Photo courtesy of Sheldrake Point

Sheldrake Point

Proof that the Finger Lakes can produce more than just Riesling and Gewürzt, Sheldrake Point does unusual grapes for the region, like Gamay, plus top-notch ice wines.


Long Island

The East End is home to more than tony summer homes. Turns out, the beach climate is just right for growing popular Bordeaux grapes, like Cabernet Franc, Merlot, and Sauvignon Blanc. You might recognize the names Macari and Wölffer Estate, but don’t overlook smaller vineyards where indie vintners employ buzzy winemaking techniques.



At one of the North Fork’s O.G. wineries, Eric Fry makes some of the region’s best estate-produced wines. Shell out the extra bucks to do a premium-level tasting, featuring old-vine wines typically available only to subscribers.


Sparkling Pointe

The only Long Island winery dedicated exclusively to bubbles (okay, there’s brandy, too) made in the méthode Champenoise, Sparkling Pointe also boasts a chic, modern-art-adorned tasting room.


Channing Daughters

This one’s for the cool kids. The South Fork winery, known for its range of pet-nats, also produces varietals like Ribolla Gialla and Teroldego, plus skin-contact wines, including a rainbow of rosés.
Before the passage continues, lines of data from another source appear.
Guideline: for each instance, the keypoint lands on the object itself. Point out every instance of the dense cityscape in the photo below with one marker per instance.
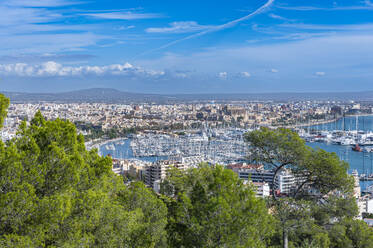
(186, 124)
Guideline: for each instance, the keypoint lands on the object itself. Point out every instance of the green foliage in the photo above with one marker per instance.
(4, 104)
(55, 193)
(210, 207)
(304, 217)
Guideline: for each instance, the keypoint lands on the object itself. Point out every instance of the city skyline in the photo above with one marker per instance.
(186, 47)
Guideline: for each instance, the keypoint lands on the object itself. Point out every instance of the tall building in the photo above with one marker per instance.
(157, 171)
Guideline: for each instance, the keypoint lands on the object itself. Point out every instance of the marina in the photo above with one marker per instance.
(225, 146)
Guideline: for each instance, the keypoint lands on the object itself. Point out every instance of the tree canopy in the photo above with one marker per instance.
(55, 193)
(209, 206)
(321, 211)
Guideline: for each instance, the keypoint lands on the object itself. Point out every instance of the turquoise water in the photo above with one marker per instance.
(124, 151)
(362, 162)
(364, 123)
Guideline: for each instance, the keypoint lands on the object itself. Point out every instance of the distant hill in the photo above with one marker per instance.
(104, 95)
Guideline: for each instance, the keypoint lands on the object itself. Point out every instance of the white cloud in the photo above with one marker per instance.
(179, 27)
(367, 6)
(215, 28)
(122, 15)
(52, 68)
(125, 27)
(277, 17)
(39, 3)
(245, 74)
(223, 75)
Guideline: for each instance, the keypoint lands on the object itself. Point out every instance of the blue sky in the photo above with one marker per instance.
(189, 46)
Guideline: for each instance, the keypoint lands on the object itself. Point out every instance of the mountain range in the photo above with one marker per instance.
(107, 95)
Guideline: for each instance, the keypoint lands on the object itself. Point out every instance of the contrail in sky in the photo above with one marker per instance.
(213, 29)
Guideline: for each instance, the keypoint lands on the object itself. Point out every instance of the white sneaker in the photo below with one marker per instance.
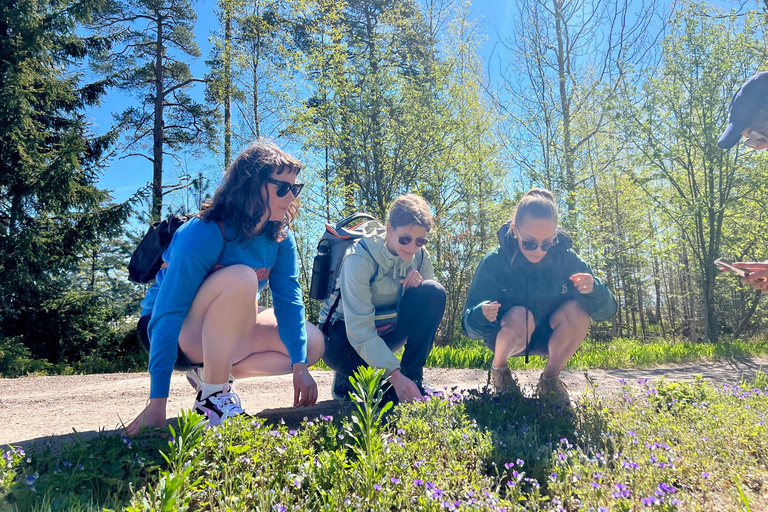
(220, 406)
(195, 378)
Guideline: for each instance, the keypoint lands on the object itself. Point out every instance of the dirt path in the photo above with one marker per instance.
(41, 408)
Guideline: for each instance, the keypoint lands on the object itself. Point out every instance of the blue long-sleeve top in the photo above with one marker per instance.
(197, 249)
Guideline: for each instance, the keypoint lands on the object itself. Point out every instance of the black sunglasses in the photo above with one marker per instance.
(532, 246)
(420, 242)
(284, 186)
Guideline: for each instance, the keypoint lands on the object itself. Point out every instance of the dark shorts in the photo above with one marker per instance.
(539, 345)
(182, 363)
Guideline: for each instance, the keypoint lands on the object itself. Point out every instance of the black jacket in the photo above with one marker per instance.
(505, 275)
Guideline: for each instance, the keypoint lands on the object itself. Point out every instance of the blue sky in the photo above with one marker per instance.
(125, 176)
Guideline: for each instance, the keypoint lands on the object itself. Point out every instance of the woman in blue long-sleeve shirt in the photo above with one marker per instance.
(202, 309)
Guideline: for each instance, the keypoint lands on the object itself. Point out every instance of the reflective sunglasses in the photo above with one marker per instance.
(420, 242)
(284, 186)
(755, 139)
(530, 245)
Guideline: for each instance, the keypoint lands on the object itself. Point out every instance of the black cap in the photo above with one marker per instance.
(746, 103)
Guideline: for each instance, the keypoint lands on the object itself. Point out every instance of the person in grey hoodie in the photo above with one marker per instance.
(389, 298)
(534, 295)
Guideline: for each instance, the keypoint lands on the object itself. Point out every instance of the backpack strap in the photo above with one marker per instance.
(326, 328)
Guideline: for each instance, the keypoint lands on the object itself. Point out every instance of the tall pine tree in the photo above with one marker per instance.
(51, 210)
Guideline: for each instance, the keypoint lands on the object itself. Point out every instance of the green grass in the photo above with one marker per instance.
(617, 353)
(656, 446)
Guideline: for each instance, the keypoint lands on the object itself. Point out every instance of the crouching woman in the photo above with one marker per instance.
(534, 295)
(386, 275)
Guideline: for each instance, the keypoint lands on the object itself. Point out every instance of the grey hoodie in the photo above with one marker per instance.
(362, 293)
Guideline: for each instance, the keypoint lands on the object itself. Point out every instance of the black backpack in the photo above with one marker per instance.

Founded in 1983, Paumanok has racked up awards and titles. Today, it’s a great place to lounge with a pour of its crisp Chenin Blanc and a plate of local cheese or oysters plucked from nearby waters.


Photo courtesy of Bridge Lane

Bridge Lane

Love it or hate it, this offshoot of Lieb Cellars might be a snapshot of the future of wine. Their small-batch, sustainably farmed, dry “craft wines” are an experiment in packaging, available in bottles, cans, boxes, and 20-liter kegs.